You’ve hit my biggest fear — self-esteem. We know what we need to do. We have an older son and this isn’t our first rodeo in baseball. His brother has been so good with him. Like his brother at that age, he’s small. But posters are right, coaches want to win now. We also feel hopeless in finding a better situation. So many coaches like this.
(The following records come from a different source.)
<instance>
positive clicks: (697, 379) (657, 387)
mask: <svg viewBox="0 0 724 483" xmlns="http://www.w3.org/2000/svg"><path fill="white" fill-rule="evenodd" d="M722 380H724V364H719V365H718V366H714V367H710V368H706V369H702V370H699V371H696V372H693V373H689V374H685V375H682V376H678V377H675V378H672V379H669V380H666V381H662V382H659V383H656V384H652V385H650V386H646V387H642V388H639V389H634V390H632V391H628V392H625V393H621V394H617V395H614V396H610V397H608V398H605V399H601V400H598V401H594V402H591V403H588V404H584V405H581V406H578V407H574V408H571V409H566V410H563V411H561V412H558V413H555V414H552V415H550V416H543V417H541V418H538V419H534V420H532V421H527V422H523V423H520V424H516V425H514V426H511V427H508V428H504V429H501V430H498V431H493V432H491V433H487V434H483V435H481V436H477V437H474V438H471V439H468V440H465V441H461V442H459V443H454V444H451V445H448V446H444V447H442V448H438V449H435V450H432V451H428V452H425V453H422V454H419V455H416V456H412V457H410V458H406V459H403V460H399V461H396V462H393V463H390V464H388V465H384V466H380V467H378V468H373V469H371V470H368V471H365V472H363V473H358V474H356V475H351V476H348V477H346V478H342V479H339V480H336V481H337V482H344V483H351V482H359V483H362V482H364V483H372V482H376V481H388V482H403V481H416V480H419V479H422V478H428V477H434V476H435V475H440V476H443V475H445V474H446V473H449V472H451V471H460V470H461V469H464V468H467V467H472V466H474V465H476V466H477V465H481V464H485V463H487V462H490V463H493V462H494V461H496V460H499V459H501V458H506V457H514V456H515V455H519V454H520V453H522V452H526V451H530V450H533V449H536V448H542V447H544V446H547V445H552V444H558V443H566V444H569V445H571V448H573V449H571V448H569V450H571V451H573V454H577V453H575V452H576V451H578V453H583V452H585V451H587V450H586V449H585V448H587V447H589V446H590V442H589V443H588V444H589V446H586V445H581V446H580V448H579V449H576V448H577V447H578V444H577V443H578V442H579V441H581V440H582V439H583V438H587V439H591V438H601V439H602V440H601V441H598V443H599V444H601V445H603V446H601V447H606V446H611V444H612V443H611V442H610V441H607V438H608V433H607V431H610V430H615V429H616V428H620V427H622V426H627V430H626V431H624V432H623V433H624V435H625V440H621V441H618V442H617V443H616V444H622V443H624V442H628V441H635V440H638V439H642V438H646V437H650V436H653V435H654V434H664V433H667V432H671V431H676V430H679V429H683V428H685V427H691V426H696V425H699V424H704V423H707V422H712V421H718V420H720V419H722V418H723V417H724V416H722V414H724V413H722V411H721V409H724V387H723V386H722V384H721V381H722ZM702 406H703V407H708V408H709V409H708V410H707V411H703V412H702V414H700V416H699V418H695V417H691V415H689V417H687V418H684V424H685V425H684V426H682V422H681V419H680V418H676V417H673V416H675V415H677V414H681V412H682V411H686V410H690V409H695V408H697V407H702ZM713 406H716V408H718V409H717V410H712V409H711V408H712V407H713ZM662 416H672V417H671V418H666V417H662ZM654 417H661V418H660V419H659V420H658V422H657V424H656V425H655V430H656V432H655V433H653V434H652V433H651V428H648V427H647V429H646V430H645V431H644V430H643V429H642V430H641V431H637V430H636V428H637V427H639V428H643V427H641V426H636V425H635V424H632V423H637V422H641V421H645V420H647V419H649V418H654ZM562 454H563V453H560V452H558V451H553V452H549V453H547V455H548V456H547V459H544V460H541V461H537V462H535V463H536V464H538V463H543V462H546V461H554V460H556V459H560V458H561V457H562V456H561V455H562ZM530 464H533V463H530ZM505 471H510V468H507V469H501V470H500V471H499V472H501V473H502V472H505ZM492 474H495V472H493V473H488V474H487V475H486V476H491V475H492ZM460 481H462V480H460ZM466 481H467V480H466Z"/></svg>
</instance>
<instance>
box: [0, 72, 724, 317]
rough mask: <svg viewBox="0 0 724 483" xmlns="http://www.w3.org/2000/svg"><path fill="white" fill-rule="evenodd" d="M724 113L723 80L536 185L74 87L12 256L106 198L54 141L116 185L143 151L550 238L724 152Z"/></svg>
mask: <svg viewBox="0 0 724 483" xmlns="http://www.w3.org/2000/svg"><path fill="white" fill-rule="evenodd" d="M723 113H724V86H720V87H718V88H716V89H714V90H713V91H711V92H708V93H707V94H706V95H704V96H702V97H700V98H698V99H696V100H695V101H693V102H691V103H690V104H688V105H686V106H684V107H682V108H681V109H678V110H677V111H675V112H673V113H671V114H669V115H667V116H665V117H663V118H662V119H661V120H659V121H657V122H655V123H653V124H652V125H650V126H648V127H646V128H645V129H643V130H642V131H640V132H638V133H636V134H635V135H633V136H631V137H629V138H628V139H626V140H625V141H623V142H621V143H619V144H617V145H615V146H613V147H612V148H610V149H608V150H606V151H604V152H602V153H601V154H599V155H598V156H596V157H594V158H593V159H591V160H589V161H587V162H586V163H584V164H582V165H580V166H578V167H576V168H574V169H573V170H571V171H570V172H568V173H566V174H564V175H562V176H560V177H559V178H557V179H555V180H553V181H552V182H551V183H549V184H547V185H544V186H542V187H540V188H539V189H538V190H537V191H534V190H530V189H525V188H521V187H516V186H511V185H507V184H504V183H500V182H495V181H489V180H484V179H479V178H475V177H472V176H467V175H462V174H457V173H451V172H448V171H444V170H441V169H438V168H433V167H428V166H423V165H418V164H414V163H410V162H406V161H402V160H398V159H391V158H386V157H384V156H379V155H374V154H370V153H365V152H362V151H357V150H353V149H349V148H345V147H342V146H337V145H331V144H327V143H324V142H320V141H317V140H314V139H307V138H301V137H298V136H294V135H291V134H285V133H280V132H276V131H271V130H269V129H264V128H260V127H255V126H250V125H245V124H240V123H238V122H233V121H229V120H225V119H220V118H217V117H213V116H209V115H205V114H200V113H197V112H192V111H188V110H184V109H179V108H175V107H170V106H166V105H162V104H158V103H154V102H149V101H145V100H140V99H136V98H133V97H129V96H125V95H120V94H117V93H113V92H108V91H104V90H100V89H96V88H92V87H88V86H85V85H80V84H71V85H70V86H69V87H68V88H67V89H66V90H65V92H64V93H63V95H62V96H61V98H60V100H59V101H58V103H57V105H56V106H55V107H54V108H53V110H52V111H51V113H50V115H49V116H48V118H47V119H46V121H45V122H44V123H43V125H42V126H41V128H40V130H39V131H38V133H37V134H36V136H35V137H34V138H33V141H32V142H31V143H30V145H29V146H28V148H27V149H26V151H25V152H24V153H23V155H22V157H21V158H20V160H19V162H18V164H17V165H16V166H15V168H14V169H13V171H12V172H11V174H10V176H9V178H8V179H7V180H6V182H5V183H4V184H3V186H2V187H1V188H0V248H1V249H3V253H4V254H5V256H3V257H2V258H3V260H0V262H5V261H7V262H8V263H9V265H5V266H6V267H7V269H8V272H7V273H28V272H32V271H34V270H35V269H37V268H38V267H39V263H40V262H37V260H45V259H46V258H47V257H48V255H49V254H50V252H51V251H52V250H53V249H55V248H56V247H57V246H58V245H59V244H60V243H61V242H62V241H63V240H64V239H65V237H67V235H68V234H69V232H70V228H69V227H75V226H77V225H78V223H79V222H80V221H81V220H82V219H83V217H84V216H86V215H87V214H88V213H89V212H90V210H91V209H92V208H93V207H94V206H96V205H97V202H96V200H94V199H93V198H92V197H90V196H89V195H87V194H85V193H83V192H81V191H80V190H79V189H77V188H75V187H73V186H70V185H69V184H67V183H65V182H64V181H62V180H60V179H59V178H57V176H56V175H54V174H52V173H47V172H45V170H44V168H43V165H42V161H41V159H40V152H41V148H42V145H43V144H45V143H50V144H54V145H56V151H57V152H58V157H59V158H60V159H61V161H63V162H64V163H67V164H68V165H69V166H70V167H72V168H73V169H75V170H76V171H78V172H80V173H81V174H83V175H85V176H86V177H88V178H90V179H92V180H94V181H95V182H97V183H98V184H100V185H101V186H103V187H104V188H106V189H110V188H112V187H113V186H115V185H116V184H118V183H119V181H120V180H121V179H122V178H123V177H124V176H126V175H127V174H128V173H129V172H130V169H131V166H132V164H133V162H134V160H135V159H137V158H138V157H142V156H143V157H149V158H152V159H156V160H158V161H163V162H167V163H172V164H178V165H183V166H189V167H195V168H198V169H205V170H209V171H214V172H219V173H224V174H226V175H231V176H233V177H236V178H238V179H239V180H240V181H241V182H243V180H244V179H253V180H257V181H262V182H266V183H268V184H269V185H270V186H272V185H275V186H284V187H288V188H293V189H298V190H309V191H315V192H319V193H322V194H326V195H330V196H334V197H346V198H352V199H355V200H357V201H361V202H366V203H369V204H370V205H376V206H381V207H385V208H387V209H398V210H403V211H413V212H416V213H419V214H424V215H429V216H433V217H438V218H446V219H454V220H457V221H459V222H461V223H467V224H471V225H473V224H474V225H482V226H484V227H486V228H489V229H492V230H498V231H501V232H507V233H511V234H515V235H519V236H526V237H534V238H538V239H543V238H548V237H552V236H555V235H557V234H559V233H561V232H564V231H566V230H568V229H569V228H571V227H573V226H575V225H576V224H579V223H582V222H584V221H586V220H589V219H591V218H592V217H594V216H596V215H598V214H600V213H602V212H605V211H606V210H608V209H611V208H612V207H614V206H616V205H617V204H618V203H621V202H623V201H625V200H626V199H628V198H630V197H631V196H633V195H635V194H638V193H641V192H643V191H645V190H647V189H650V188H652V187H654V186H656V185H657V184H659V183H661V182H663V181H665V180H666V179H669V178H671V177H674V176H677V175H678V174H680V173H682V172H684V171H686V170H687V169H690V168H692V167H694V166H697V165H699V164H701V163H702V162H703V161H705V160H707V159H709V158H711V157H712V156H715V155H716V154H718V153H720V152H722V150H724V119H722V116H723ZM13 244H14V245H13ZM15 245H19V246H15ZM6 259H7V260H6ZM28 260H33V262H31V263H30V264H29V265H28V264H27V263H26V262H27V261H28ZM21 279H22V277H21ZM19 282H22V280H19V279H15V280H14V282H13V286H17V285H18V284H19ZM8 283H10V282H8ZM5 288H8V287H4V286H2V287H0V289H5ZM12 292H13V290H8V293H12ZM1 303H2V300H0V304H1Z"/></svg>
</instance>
I had a kid on a daddy ball team like this. We moved our kid. DC was reluctant because of leaving friends. Then DC came home from first practice with tears in eyes, saying "I'm not used to feeling like I'm actually good." DC has blossomed and the sport has been good for them. Quitting is one option, but moving is another.
Anonymous
A lot of kids worry about leaving teammates because they feel like they are leaving their best friends. In some cases this is true, in others, it is not. But the reality is you have to decide as parents what you want to prioritize—perceived friendships or what’s best baseball wise. Rare to find both. In our experience, a change in teams did wonders for confidence and development and then the friendships followed. DS stays in touch with old team but he’s now getting the reps he needs and making good progress skill wise. He agrees the change needed to happen (even though he fought us on it at the time).
Anonymous
We have found even with non-parent coaches that these issues persist. We’ve seen organizations throw them out there like they will solve all of these problems because they aren’t parents. But they are often inexperienced and immature. And can be even more influenced by parental pressure. There is no ideal model. Just find the best thing for your kids and emphasize the fun and positives.
Anonymous
Anonymous wrote:We have found even with non-parent coaches that these issues persist. We’ve seen organizations throw them out there like they will solve all of these problems because they aren’t parents. But they are often inexperienced and immature. And can be even more influenced by parental pressure. There is no ideal model. Just find the best thing for your kids and emphasize the fun and positives.


I think for younger kids, the ideal is either club mandated short benches to force a coach's hand or club mandated playing time.